Avec un sens juste de la ritua­li­té, on a aus­si lais­sé s’obscurcir le sens du carac­tère essen­tiel de la messe, qui est d’être un sacri­fice. La perte de toute signi­fi­ca­tion de cette notion de sacri­fice est cor­ré­la­tive à un long oubli pra­tique de ce qui était pour­tant l’enseignement le plus ancien et le plus ferme, à savoir que le salut pour l’homme consiste en sa divi­ni­sa­tion, sa par­ti­ci­pa­tion à la nature divine.
J. Borel­la s’attache à nous rap­pe­ler que la nature est ordon­née à la grâce, l’intelligence humaine à la lumière divine. La grâce ne détruit pas la nature, mais l’accomplit. L’idéologie moderne pro­cède de la même démarche que celle dont furent ten­tés nos pre­miers parents : la pré­ten­tion de la nature à s’accomplir par elle-même en se sai­sis­sant de sa fini­tude dans une pul­vé­ri­sa­tion à l’infini de ses com­po­santes. L’infini de l’analyse qui tire vers le bas, au lieu de la syn­thèse qui tire vers le haut. L’arbre de la croix accom­plit le tra­jet oppo­sé, du bas vers le haut. La notion de nature humaine pure est une abs­trac­tion, puisque la nature est capa­ci­té de grâce. Nos pre­miers parents furent créés dans la grâce et la nature intacte ne s’est trou­vée depuis qu’en la Pleine de grâce.

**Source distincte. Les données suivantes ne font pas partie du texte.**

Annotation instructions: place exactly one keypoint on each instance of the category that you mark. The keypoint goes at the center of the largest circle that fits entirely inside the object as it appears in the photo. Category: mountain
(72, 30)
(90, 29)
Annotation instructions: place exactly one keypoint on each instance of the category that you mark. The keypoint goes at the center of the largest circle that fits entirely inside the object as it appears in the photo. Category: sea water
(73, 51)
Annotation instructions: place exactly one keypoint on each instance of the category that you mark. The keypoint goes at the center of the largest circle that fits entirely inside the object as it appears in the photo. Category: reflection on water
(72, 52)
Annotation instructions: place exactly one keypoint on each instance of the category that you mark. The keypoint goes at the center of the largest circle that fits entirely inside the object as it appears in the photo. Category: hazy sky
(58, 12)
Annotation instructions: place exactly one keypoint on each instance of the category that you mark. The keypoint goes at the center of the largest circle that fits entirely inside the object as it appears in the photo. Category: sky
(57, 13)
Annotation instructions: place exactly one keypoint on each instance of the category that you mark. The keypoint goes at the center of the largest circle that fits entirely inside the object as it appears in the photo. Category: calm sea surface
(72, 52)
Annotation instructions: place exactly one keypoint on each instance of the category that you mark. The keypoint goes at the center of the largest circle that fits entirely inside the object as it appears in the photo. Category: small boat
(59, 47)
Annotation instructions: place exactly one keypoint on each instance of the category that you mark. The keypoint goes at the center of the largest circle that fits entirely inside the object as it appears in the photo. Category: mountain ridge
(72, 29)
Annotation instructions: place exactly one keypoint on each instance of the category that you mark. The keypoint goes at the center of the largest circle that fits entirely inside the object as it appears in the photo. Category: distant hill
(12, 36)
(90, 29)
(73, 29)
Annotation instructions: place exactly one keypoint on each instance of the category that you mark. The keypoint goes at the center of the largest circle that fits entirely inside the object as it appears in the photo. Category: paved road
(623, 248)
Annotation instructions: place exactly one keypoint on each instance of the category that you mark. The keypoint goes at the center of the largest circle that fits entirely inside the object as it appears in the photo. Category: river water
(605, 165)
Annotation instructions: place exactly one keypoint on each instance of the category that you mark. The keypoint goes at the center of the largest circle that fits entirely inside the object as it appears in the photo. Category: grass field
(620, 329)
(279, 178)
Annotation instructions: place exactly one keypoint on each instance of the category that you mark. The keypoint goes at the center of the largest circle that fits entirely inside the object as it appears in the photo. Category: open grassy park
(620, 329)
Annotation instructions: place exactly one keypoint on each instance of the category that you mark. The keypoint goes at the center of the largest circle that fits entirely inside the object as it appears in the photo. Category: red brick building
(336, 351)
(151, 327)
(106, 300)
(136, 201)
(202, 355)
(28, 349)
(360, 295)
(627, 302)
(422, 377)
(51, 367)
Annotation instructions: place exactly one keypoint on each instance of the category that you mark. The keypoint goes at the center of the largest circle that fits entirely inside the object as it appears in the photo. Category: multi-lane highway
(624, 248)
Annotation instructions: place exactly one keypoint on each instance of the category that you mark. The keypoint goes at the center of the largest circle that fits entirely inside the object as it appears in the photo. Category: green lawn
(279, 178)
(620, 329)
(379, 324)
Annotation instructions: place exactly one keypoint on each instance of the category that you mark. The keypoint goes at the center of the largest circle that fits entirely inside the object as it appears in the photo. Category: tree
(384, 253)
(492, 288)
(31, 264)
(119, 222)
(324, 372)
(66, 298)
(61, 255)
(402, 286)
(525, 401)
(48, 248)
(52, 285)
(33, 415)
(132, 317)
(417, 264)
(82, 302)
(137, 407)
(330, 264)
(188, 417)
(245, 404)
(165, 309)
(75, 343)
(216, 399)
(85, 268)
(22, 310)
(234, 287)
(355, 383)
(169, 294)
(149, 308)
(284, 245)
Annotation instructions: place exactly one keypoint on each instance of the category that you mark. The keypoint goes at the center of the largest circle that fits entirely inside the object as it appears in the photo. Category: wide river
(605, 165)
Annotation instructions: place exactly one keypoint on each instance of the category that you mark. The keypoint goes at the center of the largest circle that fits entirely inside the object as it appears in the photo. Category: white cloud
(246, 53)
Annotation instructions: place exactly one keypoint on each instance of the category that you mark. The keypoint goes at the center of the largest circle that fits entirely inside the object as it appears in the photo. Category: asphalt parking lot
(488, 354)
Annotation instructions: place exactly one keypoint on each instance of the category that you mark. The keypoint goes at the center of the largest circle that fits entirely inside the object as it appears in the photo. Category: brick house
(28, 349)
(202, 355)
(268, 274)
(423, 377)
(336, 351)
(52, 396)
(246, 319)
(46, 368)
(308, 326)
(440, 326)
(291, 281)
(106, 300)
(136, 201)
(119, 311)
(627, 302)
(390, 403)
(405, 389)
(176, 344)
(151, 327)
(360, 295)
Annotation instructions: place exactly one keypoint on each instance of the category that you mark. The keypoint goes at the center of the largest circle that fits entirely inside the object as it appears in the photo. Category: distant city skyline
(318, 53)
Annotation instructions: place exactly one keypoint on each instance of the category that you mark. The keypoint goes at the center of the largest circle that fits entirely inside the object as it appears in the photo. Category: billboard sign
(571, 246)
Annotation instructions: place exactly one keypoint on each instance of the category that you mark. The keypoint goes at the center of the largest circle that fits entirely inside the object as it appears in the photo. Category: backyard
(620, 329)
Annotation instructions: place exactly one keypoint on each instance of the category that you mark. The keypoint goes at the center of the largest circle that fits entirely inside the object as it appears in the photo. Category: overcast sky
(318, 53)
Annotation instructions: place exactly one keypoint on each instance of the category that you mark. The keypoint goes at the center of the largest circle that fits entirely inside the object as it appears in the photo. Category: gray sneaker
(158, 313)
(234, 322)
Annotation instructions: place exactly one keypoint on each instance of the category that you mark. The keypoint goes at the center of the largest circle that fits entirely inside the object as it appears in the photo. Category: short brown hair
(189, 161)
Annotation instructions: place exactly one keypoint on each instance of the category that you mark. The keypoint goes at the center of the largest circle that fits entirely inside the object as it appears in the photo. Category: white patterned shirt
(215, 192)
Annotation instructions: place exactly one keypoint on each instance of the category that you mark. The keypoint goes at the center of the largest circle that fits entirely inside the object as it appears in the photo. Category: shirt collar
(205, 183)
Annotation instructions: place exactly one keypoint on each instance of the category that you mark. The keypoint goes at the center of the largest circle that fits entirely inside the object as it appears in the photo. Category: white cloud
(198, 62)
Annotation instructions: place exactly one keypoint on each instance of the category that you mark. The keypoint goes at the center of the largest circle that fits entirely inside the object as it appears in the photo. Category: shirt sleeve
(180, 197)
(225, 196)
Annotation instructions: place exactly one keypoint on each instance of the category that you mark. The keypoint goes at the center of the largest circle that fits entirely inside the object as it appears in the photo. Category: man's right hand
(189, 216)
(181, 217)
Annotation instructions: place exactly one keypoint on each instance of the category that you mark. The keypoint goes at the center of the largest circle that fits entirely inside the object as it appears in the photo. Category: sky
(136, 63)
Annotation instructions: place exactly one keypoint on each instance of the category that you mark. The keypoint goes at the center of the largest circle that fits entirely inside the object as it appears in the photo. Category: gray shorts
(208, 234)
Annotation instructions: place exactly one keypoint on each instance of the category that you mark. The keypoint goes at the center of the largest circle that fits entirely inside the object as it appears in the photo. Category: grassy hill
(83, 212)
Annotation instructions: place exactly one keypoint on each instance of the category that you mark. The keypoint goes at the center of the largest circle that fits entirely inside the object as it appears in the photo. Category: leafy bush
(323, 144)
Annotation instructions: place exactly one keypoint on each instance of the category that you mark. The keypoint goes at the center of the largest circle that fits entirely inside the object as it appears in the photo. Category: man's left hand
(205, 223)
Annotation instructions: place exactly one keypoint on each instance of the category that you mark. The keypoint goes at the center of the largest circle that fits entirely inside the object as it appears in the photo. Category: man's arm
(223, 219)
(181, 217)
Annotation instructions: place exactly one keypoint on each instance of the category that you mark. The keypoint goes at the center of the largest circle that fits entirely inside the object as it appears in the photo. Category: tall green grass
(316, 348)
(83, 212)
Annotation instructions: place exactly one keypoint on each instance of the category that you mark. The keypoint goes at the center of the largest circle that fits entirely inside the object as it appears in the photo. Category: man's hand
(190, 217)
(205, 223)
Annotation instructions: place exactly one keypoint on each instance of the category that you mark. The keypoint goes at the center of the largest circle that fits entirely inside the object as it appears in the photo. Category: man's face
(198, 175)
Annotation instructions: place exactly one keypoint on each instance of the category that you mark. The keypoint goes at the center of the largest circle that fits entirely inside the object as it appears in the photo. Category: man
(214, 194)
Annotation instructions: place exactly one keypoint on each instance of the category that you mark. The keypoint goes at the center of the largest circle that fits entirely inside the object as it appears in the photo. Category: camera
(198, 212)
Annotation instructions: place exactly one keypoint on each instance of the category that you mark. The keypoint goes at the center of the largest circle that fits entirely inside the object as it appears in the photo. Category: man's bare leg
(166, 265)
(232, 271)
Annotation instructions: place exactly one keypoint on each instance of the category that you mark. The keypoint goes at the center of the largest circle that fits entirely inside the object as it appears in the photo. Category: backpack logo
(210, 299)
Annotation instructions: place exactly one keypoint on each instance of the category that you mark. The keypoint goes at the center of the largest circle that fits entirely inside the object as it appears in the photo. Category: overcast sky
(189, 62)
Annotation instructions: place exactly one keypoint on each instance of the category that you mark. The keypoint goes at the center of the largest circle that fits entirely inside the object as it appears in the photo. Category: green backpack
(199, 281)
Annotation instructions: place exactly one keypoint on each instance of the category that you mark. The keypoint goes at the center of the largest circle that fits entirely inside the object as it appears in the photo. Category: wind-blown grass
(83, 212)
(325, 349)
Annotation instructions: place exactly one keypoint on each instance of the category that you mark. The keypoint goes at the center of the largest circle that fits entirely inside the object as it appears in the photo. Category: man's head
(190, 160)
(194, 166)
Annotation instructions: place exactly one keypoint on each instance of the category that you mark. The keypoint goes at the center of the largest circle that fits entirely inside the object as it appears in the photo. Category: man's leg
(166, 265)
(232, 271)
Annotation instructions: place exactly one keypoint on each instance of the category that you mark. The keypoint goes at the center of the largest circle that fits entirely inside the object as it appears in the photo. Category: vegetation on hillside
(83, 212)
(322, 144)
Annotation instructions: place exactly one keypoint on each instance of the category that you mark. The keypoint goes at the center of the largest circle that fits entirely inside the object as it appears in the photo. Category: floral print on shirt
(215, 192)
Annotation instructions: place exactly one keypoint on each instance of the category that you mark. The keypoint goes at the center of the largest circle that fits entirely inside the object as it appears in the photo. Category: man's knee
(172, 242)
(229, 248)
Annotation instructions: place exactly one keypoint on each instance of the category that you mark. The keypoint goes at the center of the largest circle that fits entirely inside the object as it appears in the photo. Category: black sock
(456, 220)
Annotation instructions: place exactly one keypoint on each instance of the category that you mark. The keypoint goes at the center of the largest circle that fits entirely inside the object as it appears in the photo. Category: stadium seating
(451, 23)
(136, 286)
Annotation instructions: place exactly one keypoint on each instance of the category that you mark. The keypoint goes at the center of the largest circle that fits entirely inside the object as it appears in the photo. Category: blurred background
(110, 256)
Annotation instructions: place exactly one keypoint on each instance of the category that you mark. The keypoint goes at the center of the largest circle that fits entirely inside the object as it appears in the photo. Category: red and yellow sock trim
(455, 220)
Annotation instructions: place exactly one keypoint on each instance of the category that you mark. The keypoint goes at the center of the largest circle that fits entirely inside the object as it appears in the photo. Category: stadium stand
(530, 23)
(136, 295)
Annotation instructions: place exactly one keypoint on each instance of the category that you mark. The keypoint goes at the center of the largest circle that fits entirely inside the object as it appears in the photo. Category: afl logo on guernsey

Pour retrou­ver le sens de l’être et du sur­na­tu­rel, de la nature et de la grâce, il faut nous « conver­tir au sym­bole » ; « […] si l’édifice de la pen­sée chré­tienne avait été construit sur un autre prin­cipe que celui de l’exclusion réci­proque du réel et du sym­bo­lique, il aurait pu résis­ter à la tor­nade bult­man­no­mo­der­niste » (p. 239). Car « […] le sym­bole, non seule­ment « donne à pen­ser », mais encore donne la pen­sée à elle-même. L’irréductible dua­li­té, au regard de l’esprit humain, du sym­bole et de l’intelligence […] est la source même de la vie de l’esprit […] Et la recon­nais­sance par l’intelligence de cette dua­li­té comme source de sa vie est pré­ci­sé­ment la seule façon qu’elle ait ici-bas d’intégrer cette dua­li­té même et de l’unifier : c’est la vie rituelle qui fait l’unité de l’être et du connaître. » (p. 260)
Ce que nous pou­vons conclure de cette lec­ture revi­go­rante, c’est que, si l’existence indi­vi­duelle et sociale, si la pen­sée et la praxis se sont éga­rées, c’est qu’elles se sont détour­nées de la tra­di­tion divine et de ses rites. on a sépa­ré la pen­sée de la vie, l’intelligence de l’amour, le corps de l’âme, le bien du vrai, le bon du beau, la véri­té de la pra­tique, la nature de la culture, l’homme de la femme, le roi du peuple, l’Eglise de l’Etat, l’individu de la com­mu­nau­té, la terre du Ciel, le Christ de l’Eglise son épouse, la Croix de la Gloire. Si l’existence et la pen­sée veulent se repla­cer dans le sens et la des­ti­née de la créa­tion, dans sa voca­tion, il leur suf­fi­rait de deve­nir déli­bé­ré­ment litur­giques, rien que cela et tout cela. Il y faut une véri­table « géné­ro­si­té ». Relâ­cher l’effort un seul jour serait retom­ber dans le néant dont le monde moderne a sus­ci­té tant de pro­phètes.